Change the wider environment to change our drinking culture
Take action on environmental factors which support low-risk drinking. For example, foster and mobilise others to:
Alcohol is a toxin the body wants to get rid of
When alcohol is consumed, the human body is alerted and will start to eliminate it. The liver does much of this process.
It takes around one hour for a healthy liver to process a single standard drink. This is only an average, a person's other health issues will impact this.
Drinking more than one standard drink in an hour will mean that the liver cannot keep up, and the alcohol will build up and start to be absorbed into the blood stream.
This leads to a range of impairments;
- Initially, the drinker will experience light-headedness and feelings of euphoria – generally these are pleasant. They are the early signs of impairment.
- Balance and movement will be affected – increasing the risk of falls and other injuries.
- Slowed reaction times – slowing essential skills needed for driving, cooking, looking after children etc.
- Impaired judgement – increasing the risk of aggression, and making poor choices such as driving, or getting into a car with someone intoxicated, or continuing to drink, or having sex you later regret.
- Changed mood and emotional state – this can lead to missing or misinterpreting social cues increasing the risk of aggression and violence, depression.
- “Hangover” – the after effects of heavy drinking can carry over into the next day. This might affect the ability to attend work, school or university, look after children or other responsibilities.

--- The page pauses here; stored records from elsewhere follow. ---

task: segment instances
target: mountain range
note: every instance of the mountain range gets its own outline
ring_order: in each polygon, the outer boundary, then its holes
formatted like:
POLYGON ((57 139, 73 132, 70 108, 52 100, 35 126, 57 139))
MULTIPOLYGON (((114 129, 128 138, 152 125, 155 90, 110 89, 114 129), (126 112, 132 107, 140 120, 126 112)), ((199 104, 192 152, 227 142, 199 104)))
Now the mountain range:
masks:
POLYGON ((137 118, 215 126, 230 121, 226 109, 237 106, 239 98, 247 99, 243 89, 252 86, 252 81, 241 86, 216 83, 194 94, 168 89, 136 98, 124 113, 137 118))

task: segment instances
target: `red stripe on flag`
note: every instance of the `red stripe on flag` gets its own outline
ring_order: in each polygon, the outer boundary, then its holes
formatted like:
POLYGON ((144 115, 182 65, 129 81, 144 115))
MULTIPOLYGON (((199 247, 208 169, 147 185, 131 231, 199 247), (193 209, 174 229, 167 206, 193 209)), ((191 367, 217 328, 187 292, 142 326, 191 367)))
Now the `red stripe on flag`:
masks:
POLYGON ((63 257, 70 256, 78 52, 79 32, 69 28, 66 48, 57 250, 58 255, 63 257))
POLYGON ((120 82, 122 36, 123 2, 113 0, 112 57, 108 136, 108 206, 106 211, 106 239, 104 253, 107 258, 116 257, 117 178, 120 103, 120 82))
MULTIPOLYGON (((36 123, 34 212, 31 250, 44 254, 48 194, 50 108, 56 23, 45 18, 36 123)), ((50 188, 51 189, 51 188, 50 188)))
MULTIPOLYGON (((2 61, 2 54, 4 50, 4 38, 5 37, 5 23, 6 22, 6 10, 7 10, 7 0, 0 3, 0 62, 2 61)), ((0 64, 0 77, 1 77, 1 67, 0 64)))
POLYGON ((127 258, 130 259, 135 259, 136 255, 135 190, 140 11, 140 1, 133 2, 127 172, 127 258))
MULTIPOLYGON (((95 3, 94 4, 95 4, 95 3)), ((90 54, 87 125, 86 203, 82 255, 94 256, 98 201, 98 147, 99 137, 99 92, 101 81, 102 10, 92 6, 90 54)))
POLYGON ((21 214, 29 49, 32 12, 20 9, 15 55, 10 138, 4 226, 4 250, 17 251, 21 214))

Continued consumption can lead to black-outs and alcohol poisoning.
As well as injuries and violence, heavy consumption of alcohol can have significant and long-term effects on the body including brain damage, liver damage and failure.
The law on intoxication
New Zealand does not have any laws against being intoxicated or drunk. Rather, the Police can apprehend persons if they are creating disorder.
There are a number of offences related to intoxication. Most of these relate to licensed premises. You can read them here.

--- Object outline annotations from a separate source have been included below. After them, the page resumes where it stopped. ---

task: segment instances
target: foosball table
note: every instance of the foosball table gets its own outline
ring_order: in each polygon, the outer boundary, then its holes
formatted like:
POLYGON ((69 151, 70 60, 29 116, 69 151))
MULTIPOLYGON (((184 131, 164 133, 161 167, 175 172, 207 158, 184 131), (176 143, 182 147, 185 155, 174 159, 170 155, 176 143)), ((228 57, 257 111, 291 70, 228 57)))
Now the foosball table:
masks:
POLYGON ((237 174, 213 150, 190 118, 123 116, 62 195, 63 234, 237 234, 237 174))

For example, a licensed premises MUST NOT:
- Sell or supply alcohol to an intoxicated person
- Allow a person to become intoxicated on their premises
- Allow a person who is intoxicated to remain in the licensed premises
In addition, it is illegal for anyone under 18 to be drinking in a public place (without their parent/guardian).
Factors which facilitate heavy drinking in New Zealand
There are a number of factors in our environment which facilitate heavy drinking:
- licensed premises open late at night and early morning,
- a high number of licensed premises in an area
- high exposure to alcohol marketing and promotion,
- cheap alcohol products
- certain types of products such as Ready-to-drinks (RTDs)
- availability of higher strength beverages.
Screening for hazardous drinking
The earlier we intervene on hazardous drinking, the less harm will result.
Ideally, everyone who is seen by a health practitioner should be screened for alcohol use, and if found to drink hazardously, provided with brief intervention and referral to treatment.